更新日の夜には指摘を受けて直しましたが、その前に読んでしまった方にはお詫び申し上げます

<(_ _)>

「では後のことはよろしくお願いします」

「まかせて!」

「……にゃ」

 そう言い交わして、エルシィとキャリナたちはヴィーク男爵国を後にした。

 もちろん虚空モニターの転移機能を使っているので挨拶してから二分も経たずにお家に帰還である。



 エルシィたちが去り、虚空からモニターがスゥっと消える。

 残された者たちの中でアベルはふぅとため息をついてから、共に残った白猫ナツメを見下ろす。

 アベルと歳はそう変わらないだろう。

 たぶん一つか二つ歳下くらいか。

 ただ小柄な草原の妖精族(ケットシー)なので、それ以上に幼く見える。

 まぁ、エルシィも同じ歳なのにたいがい小さ過ぎるので、そこは気にしないことにした。


 などとアベルは思っているが、実のところナツメは十一歳なので年上である。


「なぁナツメ。お前はここで何をする気なんだ?」

 アベルが問う。

 工場建築準備という明確な目的があって残ったバレッタやアベルと違い、ナツメは自ら願い出てここに残った。

 とは言え、さすがに建築の手伝いがしたいということもないだろう。


 ナツメは「にゃ!」と初めて見るようなやる気に満ちた顔でアベルを振り向いて答えた。

「薬草園、やるにゃ」

「ここで?」

「にゃ」

 雪が覆う大地を眺め、アベルは首をかしげながらも浮かぶ疑問を飲み込んだ。

 まぁ、ナツメが言うのだから、何かあるのだろう。と。



「ふぅ、セルテ領は暖かいですねぇ」

「行く前はあんなに寒い寒い言ってましたのにねぇ」

「にゃ」

 ひとっ飛びで侯爵執務室に現れたエルシィは着こんだモコモコをいそいそと脱ぎながら言う。

 キャリナやヘイナル、トウキもいそいそと脱ぐ。


 もちろんセルテ領だって冬なので当然寒いが、一瞬前まで極寒の地にいたことを考えればポカポカである。

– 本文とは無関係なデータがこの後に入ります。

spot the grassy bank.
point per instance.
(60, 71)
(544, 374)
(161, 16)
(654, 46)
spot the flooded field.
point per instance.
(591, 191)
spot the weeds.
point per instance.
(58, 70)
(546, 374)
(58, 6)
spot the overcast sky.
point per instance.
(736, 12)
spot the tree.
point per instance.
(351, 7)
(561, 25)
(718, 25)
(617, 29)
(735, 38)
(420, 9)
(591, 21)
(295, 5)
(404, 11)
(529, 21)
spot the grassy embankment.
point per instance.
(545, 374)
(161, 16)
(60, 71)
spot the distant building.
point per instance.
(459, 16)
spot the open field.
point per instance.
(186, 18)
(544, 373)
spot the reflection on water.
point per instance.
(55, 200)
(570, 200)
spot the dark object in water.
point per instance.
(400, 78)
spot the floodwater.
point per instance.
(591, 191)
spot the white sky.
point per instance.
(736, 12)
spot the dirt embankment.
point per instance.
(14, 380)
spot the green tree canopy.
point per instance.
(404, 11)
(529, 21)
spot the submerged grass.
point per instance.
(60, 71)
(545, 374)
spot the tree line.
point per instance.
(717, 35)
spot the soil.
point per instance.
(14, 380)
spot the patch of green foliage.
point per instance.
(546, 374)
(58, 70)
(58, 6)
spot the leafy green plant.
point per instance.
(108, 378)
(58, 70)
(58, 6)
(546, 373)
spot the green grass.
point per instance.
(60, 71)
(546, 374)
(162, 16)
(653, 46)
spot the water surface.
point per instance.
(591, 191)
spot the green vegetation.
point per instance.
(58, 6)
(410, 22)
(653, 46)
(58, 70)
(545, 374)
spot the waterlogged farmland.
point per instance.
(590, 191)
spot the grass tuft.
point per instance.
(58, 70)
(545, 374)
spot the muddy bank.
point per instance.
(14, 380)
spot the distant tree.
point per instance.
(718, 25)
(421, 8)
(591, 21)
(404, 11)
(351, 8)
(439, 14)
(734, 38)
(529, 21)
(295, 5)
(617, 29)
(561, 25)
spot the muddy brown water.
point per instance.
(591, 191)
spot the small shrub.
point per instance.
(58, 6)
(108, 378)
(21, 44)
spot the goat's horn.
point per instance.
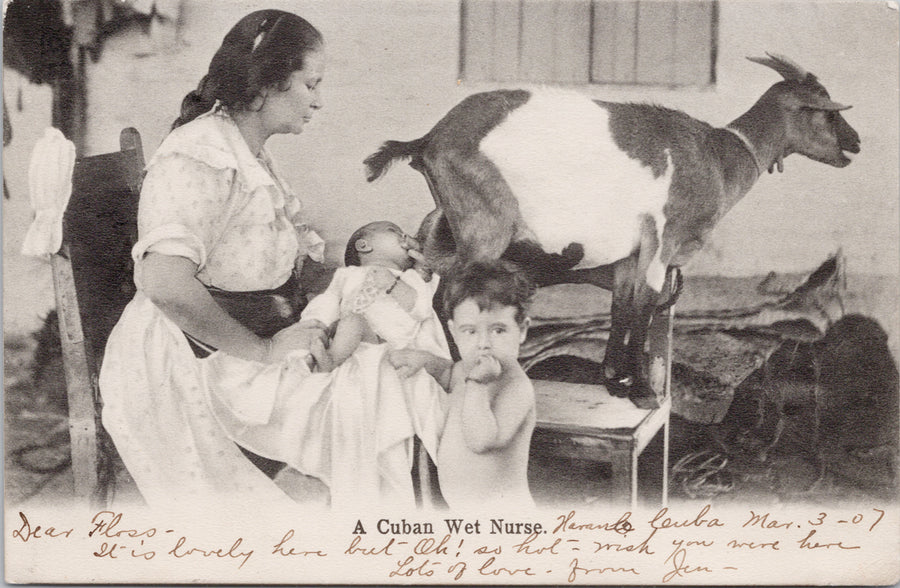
(787, 68)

 特に領主の執務室となれば「寒くて仕事にならん」と言わせない為にも暖房完備なのだ。


「おかえりなさいませエルシィ様。

 首尾はいかがですか?」

「チリバツです!」

「ちり……そうですか。それはようございました」

 執務室ではエルシィの代わりに様々な政務を代行していたライネリオや、その手足となる官僚たちがにこやかに出迎えてくれる。

 エルシィの意味不明な返答にも笑顔を崩さない出来人たちである。


「しかしです。

 あの地(ヴィーク)にこれからも通うことを考えたら防寒具の改良は必須ですね」

 と、脱ぎ終わったモコモコを机の上でぺんぺんと叩いて平らにしながらエルシィが言う。

 同行者たちは「確かに」を考えながら頷いた。


 あの地はジズリオ島で生まれ育ったエルシィたちの身体には寒すぎるのだ。

 トウキは領都より北の山地が産地であることもありエルシィたちよりはましだが、それでもかの地の寒さは別格なのである。

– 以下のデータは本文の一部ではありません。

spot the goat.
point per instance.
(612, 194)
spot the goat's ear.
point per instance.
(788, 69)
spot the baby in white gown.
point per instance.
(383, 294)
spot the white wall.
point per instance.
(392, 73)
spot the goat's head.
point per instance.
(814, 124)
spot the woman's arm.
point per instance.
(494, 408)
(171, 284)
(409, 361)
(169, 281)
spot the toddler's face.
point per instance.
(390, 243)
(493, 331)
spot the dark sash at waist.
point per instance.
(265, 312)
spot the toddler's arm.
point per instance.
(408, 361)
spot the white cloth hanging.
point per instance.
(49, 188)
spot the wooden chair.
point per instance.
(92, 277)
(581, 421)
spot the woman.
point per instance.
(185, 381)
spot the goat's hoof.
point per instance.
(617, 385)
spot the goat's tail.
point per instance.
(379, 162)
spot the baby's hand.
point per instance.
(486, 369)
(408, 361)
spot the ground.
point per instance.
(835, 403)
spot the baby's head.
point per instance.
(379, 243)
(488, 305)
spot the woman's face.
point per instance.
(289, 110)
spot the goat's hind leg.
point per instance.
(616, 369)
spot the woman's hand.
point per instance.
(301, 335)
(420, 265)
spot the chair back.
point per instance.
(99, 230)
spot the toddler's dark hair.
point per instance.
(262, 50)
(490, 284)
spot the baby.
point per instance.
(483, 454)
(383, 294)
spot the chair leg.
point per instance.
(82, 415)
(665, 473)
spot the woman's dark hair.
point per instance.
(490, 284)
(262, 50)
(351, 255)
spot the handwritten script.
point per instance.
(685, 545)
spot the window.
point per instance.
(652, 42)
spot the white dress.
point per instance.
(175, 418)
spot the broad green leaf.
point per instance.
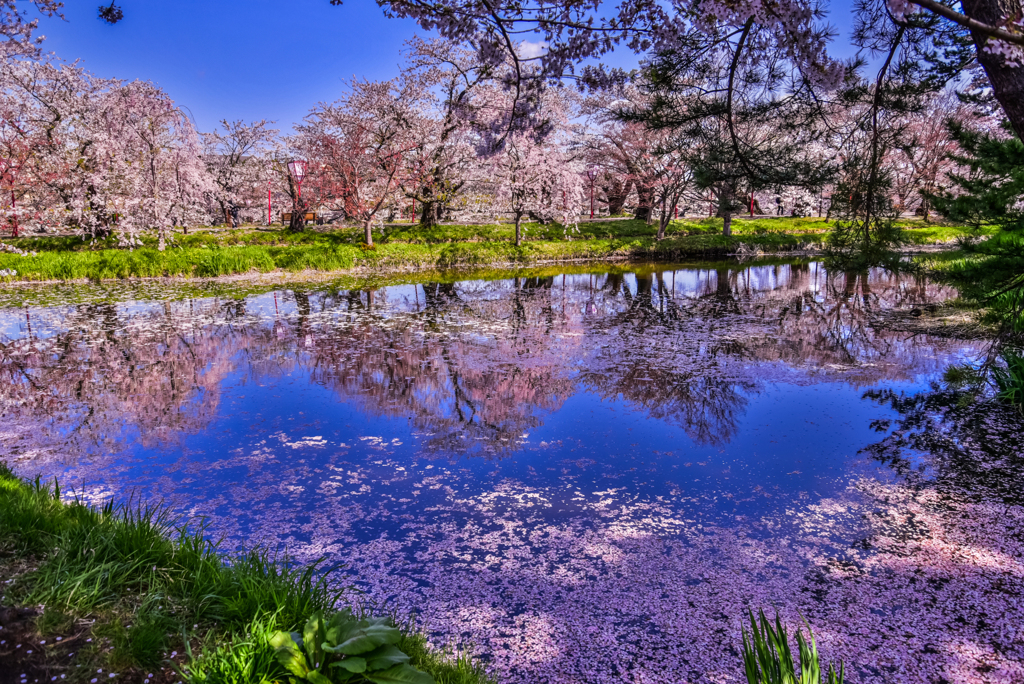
(340, 630)
(384, 657)
(383, 634)
(288, 654)
(356, 644)
(354, 665)
(282, 639)
(312, 636)
(399, 674)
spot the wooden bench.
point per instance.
(286, 217)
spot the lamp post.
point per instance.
(298, 170)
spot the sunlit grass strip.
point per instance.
(203, 262)
(152, 585)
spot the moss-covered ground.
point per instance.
(211, 252)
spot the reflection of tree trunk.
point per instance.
(302, 304)
(437, 296)
(722, 286)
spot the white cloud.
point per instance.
(528, 49)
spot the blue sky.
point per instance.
(245, 59)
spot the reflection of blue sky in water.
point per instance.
(588, 480)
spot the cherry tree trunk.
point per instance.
(429, 213)
(645, 202)
(298, 222)
(1008, 82)
(616, 193)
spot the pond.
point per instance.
(584, 475)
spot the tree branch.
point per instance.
(968, 23)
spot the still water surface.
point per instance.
(586, 476)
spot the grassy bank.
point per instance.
(130, 595)
(213, 253)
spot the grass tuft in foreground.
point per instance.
(768, 658)
(129, 591)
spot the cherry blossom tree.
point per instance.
(532, 169)
(238, 160)
(445, 154)
(363, 144)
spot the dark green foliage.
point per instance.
(990, 193)
(147, 584)
(768, 658)
(345, 648)
(1010, 380)
(990, 189)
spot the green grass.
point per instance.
(213, 253)
(146, 586)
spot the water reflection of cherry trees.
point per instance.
(472, 365)
(585, 561)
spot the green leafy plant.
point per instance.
(349, 649)
(1010, 380)
(768, 659)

「あのオルヴァという男、毛皮以外は大して着こんでいなかったように見受けます」

 思い出しながらヘイナルが言う。

 ヘイナルとアベルは最初から「このモコモコでは有事に動けない」と懸念していたため、現地人の防寒具に興味津々だったのだ。

「やはり毛皮。毛皮しか勝たんのですね」

「トナカイの毛皮が手に入るかわかりませんが、ひとまずグーニーに手配を頼んでみましょう」


 もっとも、トナカイの毛皮を着こんだオルヴァを呼びつけた神孫の姉の方バレッタは、いつもとあまり変わらない格好だった。

 まぁ神孫ゆえに何か秘密があるのだろう。

 その割にアベルはヘイナルたちと一緒のモコモコ装備だったが。

 きっと、気にしたら、負けだ。

 ヘイナルは不可解な思いを無理やり飲み込んだ。


 そんなあだしごとはさておき、その間もそわそわしている黒猫トウキに目の端で気づき、エルシィは気持ちを切り替えてパンと手を叩いた。

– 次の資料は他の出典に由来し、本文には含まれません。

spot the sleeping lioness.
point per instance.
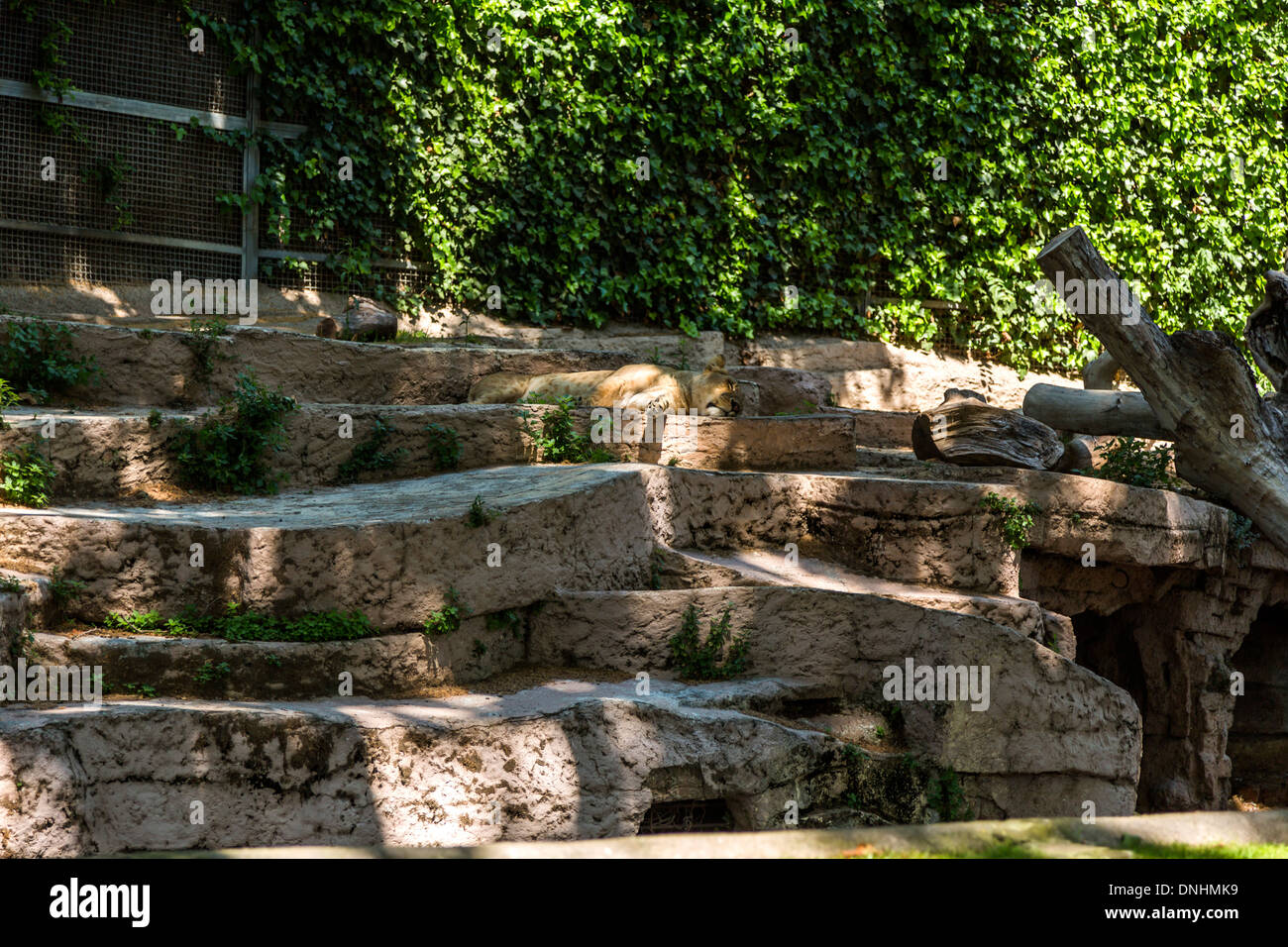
(651, 388)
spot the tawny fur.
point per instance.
(642, 386)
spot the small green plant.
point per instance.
(26, 475)
(449, 617)
(106, 178)
(1240, 536)
(210, 672)
(202, 339)
(557, 441)
(480, 514)
(721, 655)
(945, 796)
(136, 621)
(8, 398)
(502, 621)
(372, 454)
(62, 590)
(227, 450)
(37, 357)
(1128, 460)
(1017, 518)
(239, 624)
(445, 446)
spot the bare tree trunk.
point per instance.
(1122, 414)
(1229, 441)
(1099, 372)
(969, 432)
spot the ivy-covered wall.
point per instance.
(838, 147)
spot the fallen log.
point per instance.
(1099, 372)
(1122, 414)
(966, 431)
(364, 321)
(1229, 441)
(1266, 331)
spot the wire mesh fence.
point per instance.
(111, 184)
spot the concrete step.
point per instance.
(567, 761)
(391, 551)
(1055, 838)
(119, 453)
(1048, 727)
(765, 567)
(158, 368)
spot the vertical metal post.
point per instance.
(250, 170)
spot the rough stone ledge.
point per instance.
(391, 551)
(1046, 715)
(116, 453)
(561, 762)
(1052, 838)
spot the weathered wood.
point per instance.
(1124, 414)
(1266, 331)
(971, 433)
(364, 321)
(1099, 372)
(1199, 388)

「さてさて、持ち帰った石油(サンプル)での実験はトウキさんにお任せします。

 さっそく実験室を用意しましょう!」

「にゃ!」


 そういうわけで城内の端、比較的風下に当たる付近にあった倉庫を急ぎ改造して実験室にした。

 もっとも改造と言ってもほとんどは荷物の運び出しと実験器具の運び込みである。

 足りないものは随時トウキから申次(もうしつぎ)の小者を通してエルシィに伝えられ、都度発注がなされた。


 トウキが実験をしている間は当然ながらエルシィは執務に戻る。

 その合間にふと言葉がつく。

「取り急ぎトウキさんの設計で実験用の蒸留窯を作ってくれる職人さんを探さねばなりませんね」

「エルシィ様が直接探しに行くことはありません。

 そういうことは詳しい者にお任せください」

 ライネリオの言葉に「もっともだぁ」と頷きながらエルシィは斜めに首をかしげる。

「……城内でそういう職人さんに詳しいのはどなたですか?」

「そうですね、財司に訊いてみてはいかがでしょう」


 財司は税を集め各部署に分配したり、国庫の管理を行うのが仕事の司府である。

 であれば様々な商人や職人のことを知っていても不思議はない。

 「なるほど」と納得したエルシィは、トウキの注文に合った職人を手配する担当者を一人出すように財司に伝えた。